Seated and belted is the order of the day for Santa and his helper elf any time the Rudolph engine is in motion. Santa's sleigh is fully equipped with seat belts for both of their riding positions — Santa and his elf have also signed the National Seat Belt Pledge.

Collection bins for the non-perishable food items, clothing and toys are also mounted on the plywood decking that covers the hose bed.

Early start
"In the early years of the Rudolph engine Christmas tours, we would have everything ready with the engine to begin the first week of December," deAlteriis said. "Then a couple of years ago, we got involved with First Due Movers, a local moving company owned by three of our members, Fred Meyer [a local grocery story] and Eastside Firefighters Benevolent Fund and started the Fill-The-Truck Food and Clothing Drive.
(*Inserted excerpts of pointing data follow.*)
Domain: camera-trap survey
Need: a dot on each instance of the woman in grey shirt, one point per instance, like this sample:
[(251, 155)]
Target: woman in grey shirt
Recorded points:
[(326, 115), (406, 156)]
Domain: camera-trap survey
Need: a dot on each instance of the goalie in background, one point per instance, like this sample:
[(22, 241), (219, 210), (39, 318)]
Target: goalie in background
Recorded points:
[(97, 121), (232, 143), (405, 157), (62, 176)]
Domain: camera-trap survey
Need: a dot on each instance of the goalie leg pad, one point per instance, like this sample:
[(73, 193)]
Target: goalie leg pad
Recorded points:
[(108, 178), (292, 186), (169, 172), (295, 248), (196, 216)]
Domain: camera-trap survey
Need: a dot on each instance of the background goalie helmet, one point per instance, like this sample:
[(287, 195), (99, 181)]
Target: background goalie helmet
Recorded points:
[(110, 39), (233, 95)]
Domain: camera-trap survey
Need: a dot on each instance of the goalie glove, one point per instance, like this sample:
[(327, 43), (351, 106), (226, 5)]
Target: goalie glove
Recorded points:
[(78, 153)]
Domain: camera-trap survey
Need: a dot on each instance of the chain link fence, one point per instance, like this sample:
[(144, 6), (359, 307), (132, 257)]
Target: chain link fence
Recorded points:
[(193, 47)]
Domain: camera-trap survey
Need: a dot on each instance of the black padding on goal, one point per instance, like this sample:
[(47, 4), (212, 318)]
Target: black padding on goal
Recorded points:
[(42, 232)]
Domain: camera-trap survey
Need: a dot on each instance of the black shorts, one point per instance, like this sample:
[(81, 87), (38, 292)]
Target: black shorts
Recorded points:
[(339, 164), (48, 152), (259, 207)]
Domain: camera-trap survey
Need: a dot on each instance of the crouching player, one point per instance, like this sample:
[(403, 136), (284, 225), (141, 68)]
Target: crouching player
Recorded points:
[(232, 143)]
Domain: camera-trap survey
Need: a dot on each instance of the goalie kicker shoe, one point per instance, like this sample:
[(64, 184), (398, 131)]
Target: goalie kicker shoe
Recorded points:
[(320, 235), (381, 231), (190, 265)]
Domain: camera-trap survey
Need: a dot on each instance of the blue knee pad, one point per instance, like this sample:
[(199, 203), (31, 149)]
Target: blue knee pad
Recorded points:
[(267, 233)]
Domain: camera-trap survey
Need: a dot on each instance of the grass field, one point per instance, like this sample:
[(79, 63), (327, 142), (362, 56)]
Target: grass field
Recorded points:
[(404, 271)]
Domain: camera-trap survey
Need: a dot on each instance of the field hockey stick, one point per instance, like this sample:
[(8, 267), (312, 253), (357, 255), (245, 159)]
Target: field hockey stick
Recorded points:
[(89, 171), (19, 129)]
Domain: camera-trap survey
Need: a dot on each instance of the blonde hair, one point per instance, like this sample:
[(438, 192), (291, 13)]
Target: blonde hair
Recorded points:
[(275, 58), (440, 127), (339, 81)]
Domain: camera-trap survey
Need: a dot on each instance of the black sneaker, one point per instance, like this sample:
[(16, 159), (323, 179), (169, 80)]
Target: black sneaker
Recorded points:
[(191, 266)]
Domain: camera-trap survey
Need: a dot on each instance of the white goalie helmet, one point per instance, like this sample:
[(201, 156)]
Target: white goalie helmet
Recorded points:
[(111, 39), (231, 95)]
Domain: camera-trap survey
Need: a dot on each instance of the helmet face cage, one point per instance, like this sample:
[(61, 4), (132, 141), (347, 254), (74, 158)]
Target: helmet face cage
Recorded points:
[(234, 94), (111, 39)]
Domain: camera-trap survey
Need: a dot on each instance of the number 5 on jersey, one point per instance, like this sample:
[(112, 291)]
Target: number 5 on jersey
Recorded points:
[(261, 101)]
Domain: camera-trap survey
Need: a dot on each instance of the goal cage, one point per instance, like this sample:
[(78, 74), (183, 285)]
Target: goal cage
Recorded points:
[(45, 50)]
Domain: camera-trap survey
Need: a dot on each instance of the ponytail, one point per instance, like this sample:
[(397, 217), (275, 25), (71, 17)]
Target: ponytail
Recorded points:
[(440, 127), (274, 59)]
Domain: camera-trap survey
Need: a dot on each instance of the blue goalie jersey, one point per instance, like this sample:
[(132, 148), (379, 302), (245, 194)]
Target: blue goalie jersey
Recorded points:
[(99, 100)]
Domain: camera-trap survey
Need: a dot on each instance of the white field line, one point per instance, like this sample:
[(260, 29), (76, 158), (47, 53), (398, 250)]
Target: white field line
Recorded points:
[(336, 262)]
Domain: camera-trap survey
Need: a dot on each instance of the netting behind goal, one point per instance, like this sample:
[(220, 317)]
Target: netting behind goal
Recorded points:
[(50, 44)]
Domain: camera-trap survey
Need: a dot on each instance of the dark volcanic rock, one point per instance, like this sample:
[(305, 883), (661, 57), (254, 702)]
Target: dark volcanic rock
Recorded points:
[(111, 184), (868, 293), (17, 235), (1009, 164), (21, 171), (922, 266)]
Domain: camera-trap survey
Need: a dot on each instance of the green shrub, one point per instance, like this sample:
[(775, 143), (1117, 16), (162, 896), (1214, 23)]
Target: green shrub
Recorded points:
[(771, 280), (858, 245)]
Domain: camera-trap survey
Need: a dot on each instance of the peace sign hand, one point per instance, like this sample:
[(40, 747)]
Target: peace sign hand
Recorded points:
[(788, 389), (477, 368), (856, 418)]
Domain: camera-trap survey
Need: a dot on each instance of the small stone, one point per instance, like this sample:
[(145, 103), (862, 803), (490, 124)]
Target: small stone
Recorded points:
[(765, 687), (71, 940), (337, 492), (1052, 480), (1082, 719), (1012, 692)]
"We just felt it was a good chance to help more people if we got things going right after Thanksgiving," said deAlteriis. "So we started going out with the Rudolph engine right after Thanksgiving three years ago.” 

For the food drive, First Due Movers donates the use of one of its 24-foot moving trucks, which is then placed in the Issaquah Fred Meyer Shopping Center where people can drop off their non-perishable food items and new or gently-worn clothing.

All food donations go to the Issaquah Food and Clothing Bank and the Mt. Si Food Bank; clothing goes to HopeLink of Sno-Valley, an organization that serves homeless and low-income families, children, seniors and people with disabilities. The 2013 Food and Clothing Drive yielded approximately 25,000 pounds of food and $3,000 dollars, which went to the Issaquah Food and Clothing Bank and the Mount Si Food Bank.

Beginning the first week of December each year, the Rudolph engine begins making its way through the seven cities and fire districts that are served by Eastside Fire and Rescue. This year's schedule will include 15 separate appearances. 

At each appearance, those attending are encouraged to bring non-perishable foods items, unwrapped new toys, and new or gently worn clothing, which they can drop off with the Rudolph engine and its crew. During the holiday season, all Eastside Fire and Rescue stations also serve as donation drop-off locations.

Eastside Fire and Rescue was formed by the consolidation of King County (Wash.) Fire Districts 10 and 38, and the cities of Issaquah and North Bend in 1999 The city of Sammamish joined the consolidation in January 2000. The district serves the communities of Carnation, Issaquah, May Valley, North Bend, Preston, Tiger Mountain, Sammamish, and Wilderness Rim.

International Association of Fire Fighters Local 2878 represents the professional firefighters, officers and support staff.